Plectrude viene allevata da una zia che riversa su di lei dosi sconsiderate di amore e di attenzione. E già dai quattro anni si intuisce una cosa: questa bambina ha un grande futuro di danzatrice davanti a sé. E' così che alle scarpette e alla sbarra viene sacrificato tutto il resto: la scuola, le relazioni, perfino la salute stessa. Non è facile per una bambina sopportare tutte queste privazioni senza perdersi irrimediabilmente d'animo. Ma Plectrude, lo abbiamo già detto, non è una bambina qualunque. La sua bellezza è quasi imbarazzante, la sua volontà tenace, i suoi propositi irrinunciabili: è fatta per ballare e ballerà.

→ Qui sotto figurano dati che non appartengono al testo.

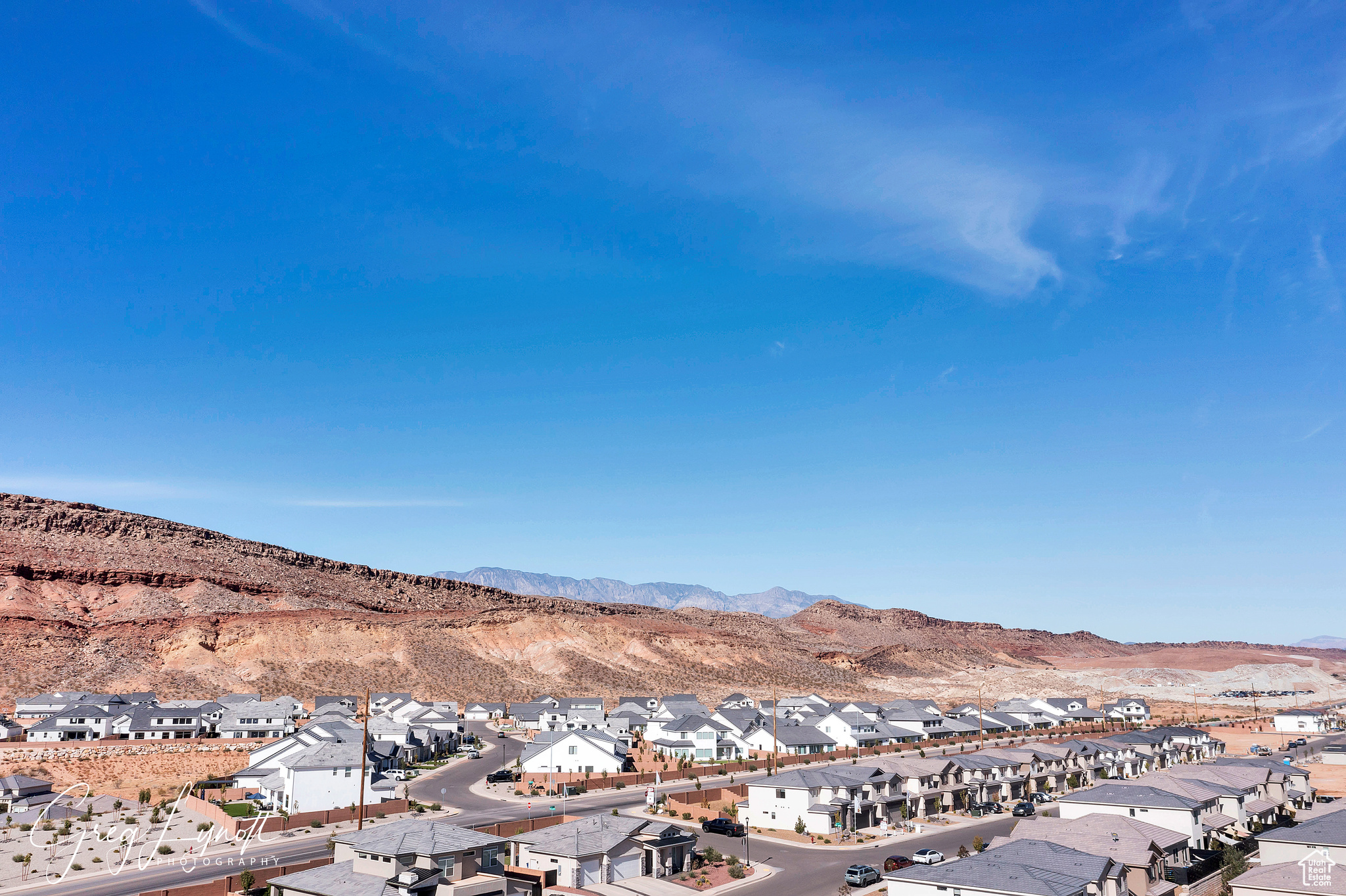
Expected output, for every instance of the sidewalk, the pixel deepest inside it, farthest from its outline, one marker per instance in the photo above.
(883, 840)
(664, 887)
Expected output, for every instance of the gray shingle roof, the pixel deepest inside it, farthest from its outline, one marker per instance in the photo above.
(333, 880)
(416, 836)
(1329, 830)
(583, 837)
(1021, 866)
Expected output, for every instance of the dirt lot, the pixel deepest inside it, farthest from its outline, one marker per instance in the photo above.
(126, 775)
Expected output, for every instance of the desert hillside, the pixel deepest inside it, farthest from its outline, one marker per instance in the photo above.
(105, 599)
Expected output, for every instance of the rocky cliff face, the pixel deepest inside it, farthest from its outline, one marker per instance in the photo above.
(104, 599)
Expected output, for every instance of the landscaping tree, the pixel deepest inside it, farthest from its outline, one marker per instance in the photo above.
(1232, 864)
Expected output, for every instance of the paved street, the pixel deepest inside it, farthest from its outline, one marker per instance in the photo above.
(806, 871)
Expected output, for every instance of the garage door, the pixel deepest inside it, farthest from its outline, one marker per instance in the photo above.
(626, 866)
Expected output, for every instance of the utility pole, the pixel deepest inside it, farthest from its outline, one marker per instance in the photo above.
(776, 713)
(363, 757)
(982, 730)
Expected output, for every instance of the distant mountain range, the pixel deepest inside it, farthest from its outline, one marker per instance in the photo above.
(776, 602)
(1322, 642)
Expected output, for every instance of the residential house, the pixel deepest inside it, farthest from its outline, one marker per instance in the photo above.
(1326, 833)
(1068, 709)
(160, 723)
(256, 719)
(19, 794)
(696, 738)
(1147, 851)
(825, 798)
(47, 706)
(1029, 712)
(327, 776)
(210, 711)
(574, 751)
(1018, 868)
(408, 857)
(78, 721)
(1301, 721)
(603, 849)
(233, 700)
(1131, 709)
(345, 702)
(737, 702)
(789, 738)
(1189, 816)
(1311, 875)
(485, 712)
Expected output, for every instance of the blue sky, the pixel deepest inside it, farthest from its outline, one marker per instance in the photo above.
(1027, 315)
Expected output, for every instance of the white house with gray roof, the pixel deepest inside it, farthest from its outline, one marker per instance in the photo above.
(1018, 868)
(574, 751)
(603, 849)
(408, 857)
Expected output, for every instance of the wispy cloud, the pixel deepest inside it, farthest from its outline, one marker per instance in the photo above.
(212, 11)
(375, 502)
(1316, 430)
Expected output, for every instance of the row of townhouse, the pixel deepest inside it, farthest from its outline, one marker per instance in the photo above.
(436, 859)
(143, 717)
(318, 767)
(680, 727)
(922, 788)
(1153, 836)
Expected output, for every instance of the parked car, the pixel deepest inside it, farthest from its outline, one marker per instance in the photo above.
(862, 876)
(726, 826)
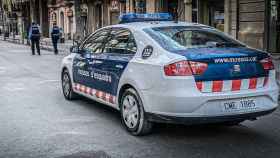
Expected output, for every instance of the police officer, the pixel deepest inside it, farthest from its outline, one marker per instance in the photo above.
(34, 36)
(55, 37)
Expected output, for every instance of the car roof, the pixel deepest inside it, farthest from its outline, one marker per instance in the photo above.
(152, 24)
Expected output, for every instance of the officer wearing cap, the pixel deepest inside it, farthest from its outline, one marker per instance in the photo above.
(55, 34)
(34, 35)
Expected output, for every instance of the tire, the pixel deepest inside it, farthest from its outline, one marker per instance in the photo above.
(133, 114)
(66, 83)
(231, 123)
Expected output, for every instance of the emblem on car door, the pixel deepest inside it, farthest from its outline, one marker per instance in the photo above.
(236, 68)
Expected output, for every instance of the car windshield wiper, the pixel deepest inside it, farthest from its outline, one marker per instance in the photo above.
(228, 44)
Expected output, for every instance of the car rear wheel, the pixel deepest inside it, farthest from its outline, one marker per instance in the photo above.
(68, 92)
(133, 114)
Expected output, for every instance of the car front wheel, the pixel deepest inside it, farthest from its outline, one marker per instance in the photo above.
(133, 114)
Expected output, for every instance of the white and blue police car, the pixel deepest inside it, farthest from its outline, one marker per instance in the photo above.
(153, 69)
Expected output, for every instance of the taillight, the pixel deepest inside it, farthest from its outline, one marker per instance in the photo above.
(267, 63)
(185, 68)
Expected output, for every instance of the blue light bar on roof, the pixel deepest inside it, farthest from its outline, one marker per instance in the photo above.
(135, 17)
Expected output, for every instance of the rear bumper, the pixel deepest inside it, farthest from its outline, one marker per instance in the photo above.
(207, 119)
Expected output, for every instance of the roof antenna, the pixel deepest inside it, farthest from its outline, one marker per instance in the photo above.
(177, 14)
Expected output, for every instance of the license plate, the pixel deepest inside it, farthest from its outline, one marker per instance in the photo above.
(239, 105)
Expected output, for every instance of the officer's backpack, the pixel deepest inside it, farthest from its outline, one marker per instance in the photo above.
(35, 32)
(55, 32)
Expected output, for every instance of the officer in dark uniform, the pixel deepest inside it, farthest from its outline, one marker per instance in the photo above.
(55, 37)
(34, 36)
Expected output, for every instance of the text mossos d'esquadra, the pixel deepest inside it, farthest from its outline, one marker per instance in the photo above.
(95, 75)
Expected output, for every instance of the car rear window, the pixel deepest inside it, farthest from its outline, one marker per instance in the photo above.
(183, 37)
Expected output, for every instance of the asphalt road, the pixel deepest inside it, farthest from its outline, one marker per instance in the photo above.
(37, 122)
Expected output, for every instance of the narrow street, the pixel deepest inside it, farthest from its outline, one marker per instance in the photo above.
(37, 122)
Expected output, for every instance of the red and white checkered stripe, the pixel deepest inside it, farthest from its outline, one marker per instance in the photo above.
(231, 85)
(93, 92)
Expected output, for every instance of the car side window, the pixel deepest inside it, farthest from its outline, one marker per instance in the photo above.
(95, 43)
(120, 41)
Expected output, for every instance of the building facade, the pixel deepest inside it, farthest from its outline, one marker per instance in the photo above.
(254, 22)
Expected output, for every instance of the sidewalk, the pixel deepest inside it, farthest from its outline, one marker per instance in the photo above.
(45, 44)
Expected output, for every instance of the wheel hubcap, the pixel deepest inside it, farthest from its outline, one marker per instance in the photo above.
(130, 111)
(66, 84)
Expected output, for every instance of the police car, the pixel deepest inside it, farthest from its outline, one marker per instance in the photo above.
(153, 69)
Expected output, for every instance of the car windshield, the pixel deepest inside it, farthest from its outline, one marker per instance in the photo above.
(182, 37)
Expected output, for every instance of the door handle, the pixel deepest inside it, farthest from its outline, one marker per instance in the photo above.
(97, 62)
(119, 66)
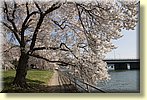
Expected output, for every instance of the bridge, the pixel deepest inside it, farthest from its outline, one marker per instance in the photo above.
(123, 64)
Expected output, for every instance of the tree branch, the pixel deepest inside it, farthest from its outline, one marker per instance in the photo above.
(42, 15)
(58, 62)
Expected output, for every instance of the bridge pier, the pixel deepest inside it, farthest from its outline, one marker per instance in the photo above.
(128, 66)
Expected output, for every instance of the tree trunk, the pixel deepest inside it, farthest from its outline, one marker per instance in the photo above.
(21, 71)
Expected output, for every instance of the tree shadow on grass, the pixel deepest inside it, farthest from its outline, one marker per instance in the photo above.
(36, 86)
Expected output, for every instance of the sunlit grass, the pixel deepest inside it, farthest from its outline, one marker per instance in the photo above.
(35, 78)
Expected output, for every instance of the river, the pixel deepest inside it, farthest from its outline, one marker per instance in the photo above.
(122, 81)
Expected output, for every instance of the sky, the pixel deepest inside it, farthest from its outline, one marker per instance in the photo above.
(127, 46)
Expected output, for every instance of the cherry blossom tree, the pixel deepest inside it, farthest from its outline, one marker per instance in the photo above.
(70, 33)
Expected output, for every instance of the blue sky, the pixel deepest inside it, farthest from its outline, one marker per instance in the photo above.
(128, 45)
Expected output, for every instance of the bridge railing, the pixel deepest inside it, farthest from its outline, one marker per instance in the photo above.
(80, 85)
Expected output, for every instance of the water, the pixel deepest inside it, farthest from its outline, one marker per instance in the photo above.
(123, 81)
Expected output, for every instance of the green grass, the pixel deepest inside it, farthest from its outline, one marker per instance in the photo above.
(35, 79)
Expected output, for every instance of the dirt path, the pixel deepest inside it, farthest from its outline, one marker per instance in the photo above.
(54, 80)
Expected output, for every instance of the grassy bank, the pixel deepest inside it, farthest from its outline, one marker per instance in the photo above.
(37, 80)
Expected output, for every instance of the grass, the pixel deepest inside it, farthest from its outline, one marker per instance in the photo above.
(37, 79)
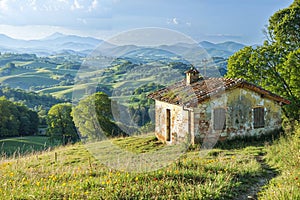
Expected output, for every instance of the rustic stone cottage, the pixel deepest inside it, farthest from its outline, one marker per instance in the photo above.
(225, 108)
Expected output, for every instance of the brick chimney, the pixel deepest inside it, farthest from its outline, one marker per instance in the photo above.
(192, 75)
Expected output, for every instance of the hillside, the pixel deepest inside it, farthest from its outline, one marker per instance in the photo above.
(237, 170)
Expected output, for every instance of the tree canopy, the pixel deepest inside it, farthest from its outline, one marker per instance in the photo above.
(60, 124)
(275, 65)
(16, 119)
(93, 117)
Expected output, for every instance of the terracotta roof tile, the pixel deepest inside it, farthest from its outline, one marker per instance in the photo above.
(190, 95)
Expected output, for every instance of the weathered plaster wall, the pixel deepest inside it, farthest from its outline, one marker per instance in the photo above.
(239, 104)
(179, 122)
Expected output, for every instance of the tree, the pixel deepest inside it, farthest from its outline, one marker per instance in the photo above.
(93, 117)
(60, 124)
(275, 65)
(16, 119)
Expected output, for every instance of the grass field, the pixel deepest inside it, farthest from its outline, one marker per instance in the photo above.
(72, 172)
(239, 170)
(17, 146)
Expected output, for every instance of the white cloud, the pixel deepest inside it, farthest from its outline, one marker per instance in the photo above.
(4, 5)
(175, 21)
(93, 5)
(76, 5)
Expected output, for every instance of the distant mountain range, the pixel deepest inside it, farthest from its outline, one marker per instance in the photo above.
(58, 43)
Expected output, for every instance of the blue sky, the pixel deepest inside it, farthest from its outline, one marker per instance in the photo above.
(212, 20)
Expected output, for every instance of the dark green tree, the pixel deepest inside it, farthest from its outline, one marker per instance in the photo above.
(93, 117)
(60, 124)
(275, 65)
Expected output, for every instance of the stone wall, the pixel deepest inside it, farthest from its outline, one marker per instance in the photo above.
(179, 122)
(196, 124)
(239, 104)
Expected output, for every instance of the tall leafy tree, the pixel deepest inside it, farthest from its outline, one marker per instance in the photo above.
(60, 124)
(275, 65)
(93, 117)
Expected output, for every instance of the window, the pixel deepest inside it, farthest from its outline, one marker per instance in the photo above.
(168, 125)
(259, 117)
(219, 119)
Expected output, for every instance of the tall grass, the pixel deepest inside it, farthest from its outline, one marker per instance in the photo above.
(73, 173)
(285, 156)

Il destino gioca nuovamente i suoi scherzi quando un disgraziato incidente le impedirà per sempre di ballare; ma non tutto sarà perduto. Plectrude scoprirà che la propria storia rischia di chiudersi su se stessa come in un circolo, seguendo passo passo le orme della madre. Solo un amore a lungo atteso e altrettanto a lungo insperato potranno, forse, salvarla dal fato inscritto nel suo nome così strano.
Dizionario dei nomi propri è una favola noir dell'autrice belga Amélie Nothomb in cui si respira per tutta la lettura del libro un senso di ineluttabilità e tragedia, anche se punteggiato da uno stile lieve e ironico come, per l'appunto, quello delle fiabe. La protagonista è assolutamente incredibile per la straordinarietà della sua vita e, al tempo stesso, completamente credibile nelle sue reazioni, descritte con dovizia di particolari dall'interno della sua mente man mano che la bambina cresce e diventa donna. Si intuisce, tipico della Nothomb, un disagio esistenziale personale dietro alle vicende del libro, che portano a un finale (letteralmente) autodistruttivo. Non completamente all'altezza del libro le ultimissime due pagine (la quarta di copertina recita "finale assolutamente inatteso, in puro stile Nothomb"), che comunque non inficiano la lettura di quello che rimane un romanzo da leggere d'un fiato. Un'ottima prova, insomma, per questa autrice che occhieggia sinistramente dai risguardi di copertina e che, anche ora che gode di una certa popolarità in Italia, ha deciso di continuare a proporre i suoi libri nel nostro paese tramite la casa editrice Voland.